The Budget Equation

The basic budget equation states that:

Income – Expenditure = Profit

To determine an initial amount for your budget, there are three main areas to consider; your business’s sales income, including all possible income streams, the total business expenditure for the budgeted period, and your estimated profits.

When collating income figures for the period that your budget will be covering, make sure that you consider all of your business’s income streams. While sales figures will most often make up the bulk of your income, you should also take into account things like interest, dividends, royalties etc. that your business may be receiving. Any form of regularly received income will count toward your business’s overall income. Estimate your income based on previous figures whenever possible, while also taking into account the current economic climate and recent sales trends. Try to make your estimates as accurate as possible, to increase the efficacy of your budget.

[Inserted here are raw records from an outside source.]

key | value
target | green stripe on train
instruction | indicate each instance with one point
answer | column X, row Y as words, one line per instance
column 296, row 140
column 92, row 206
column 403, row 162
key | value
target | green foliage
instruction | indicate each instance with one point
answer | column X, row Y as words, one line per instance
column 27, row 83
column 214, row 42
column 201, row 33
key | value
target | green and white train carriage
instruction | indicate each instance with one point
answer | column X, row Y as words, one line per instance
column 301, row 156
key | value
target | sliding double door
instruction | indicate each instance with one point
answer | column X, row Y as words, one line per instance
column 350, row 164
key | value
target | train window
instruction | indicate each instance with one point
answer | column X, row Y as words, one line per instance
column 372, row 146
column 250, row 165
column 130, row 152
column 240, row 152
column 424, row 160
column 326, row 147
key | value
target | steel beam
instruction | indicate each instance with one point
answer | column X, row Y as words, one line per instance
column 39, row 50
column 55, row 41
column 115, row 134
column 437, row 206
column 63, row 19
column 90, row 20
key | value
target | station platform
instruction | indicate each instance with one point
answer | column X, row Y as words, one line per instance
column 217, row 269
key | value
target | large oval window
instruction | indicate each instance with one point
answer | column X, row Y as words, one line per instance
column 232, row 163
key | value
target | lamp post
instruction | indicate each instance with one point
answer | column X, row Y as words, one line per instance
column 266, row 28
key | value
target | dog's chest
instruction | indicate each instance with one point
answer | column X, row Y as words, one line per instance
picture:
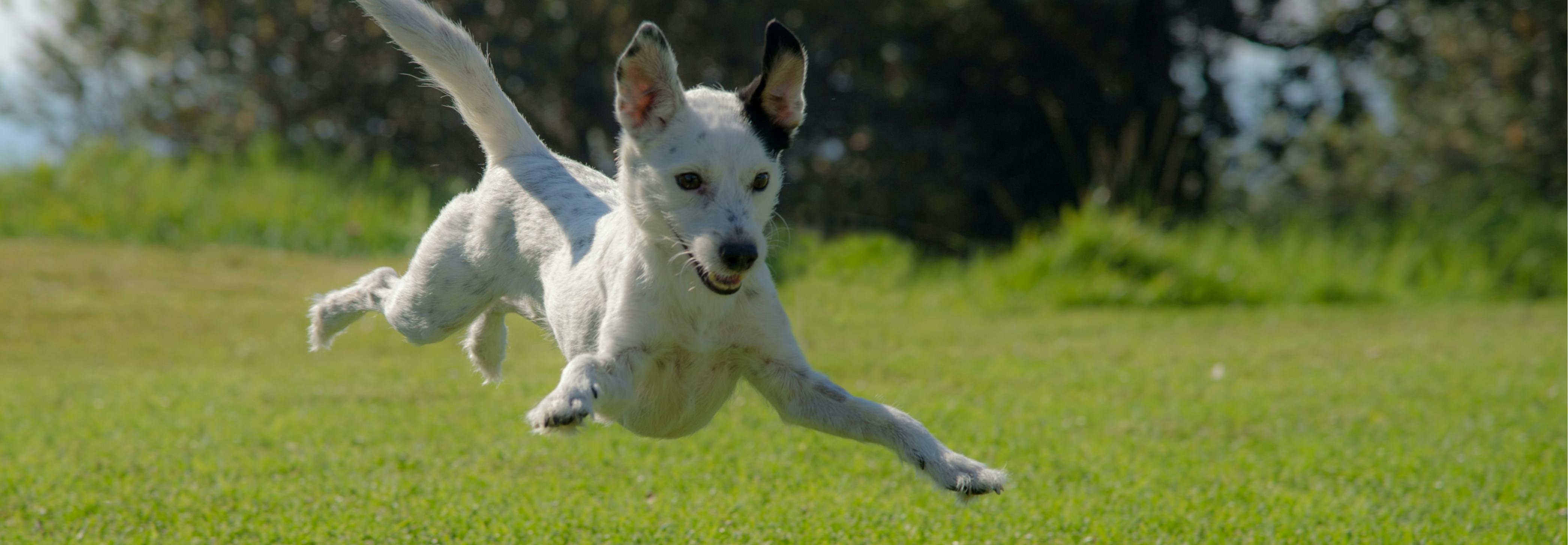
column 680, row 389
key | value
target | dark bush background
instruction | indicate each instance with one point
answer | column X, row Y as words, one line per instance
column 949, row 123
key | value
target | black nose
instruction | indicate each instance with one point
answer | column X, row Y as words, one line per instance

Once you have estimated your business’s income for your budgeted period, you can calculate the necessary expenses required to achieve your goals, and see if you can afford to pursue them now, or how long it will be before you can.

Your business’s overall expenditure for your budgeted period will include all fixed and variable costs, and may also need to take into account inflation and other adjustments, depending on the length of time your budgeted period covers.

Fixed Costs
Your business’s fixed costs are payable amounts that will not change by any significant amount throughout the time allotted by your budget, regardless of how your business is performing. Costs such as rent for office space and equipment are fixed for a specified period by the terms of the rental agreement and cannot vary within the period that the agreement covers. These can be estimated accurately based on such agreements.

Variable Costs
Costs that will change significantly within your budgeted period are your variable costs. It is more difficult to estimate variable costs, as they can change based on a number of factors. Some examples of variable costs are your business’s product stock, which can vary greatly depending on your sales and on market prices for materials, transport costs, which will also vary based on your sales, and utility bills. A realistic estimation of these costs should be based on previous payable accounts and predicted sales.

If your budget is covering a period of one or more years, you will need to take into account the rate of inflation when estimating your variable costs. The price of goods and services, such as stock and transport, can increase based on annual inflation rates, so it is important to consider these rates when budgeting, in order to estimate your costs as accurately as possible.

Ideally, your business’s profits should be high enough to make a return on investments, as well providing you with a fair return on your labour.
Achieving a return on capital invested in your business by parties other than yourself should be your first priority, in order to satisfy your investors. Personal investments, including the amount of money that you put into your business as start up capital, and the profit from previous years that you have reinvested into your business, should be your second consideration. It is also important that you receive a return on the time and effort that you have put into the business; the amount that you pay yourself on a weekly, fortnightly or monthly basis should reflect when you could earn working for someone else.

Using these concepts and the basic budget equation, you can estimate your budget for a specified period and plan how to manage your business’s finances, allocating funds appropriately and estimating profit, in order to determine whether or not your business goals for the future are achievable. When setting your budget, remember that it is always safer to over-estimate costs and under estimate your sales income, to decrease your risk of going over your specified budget.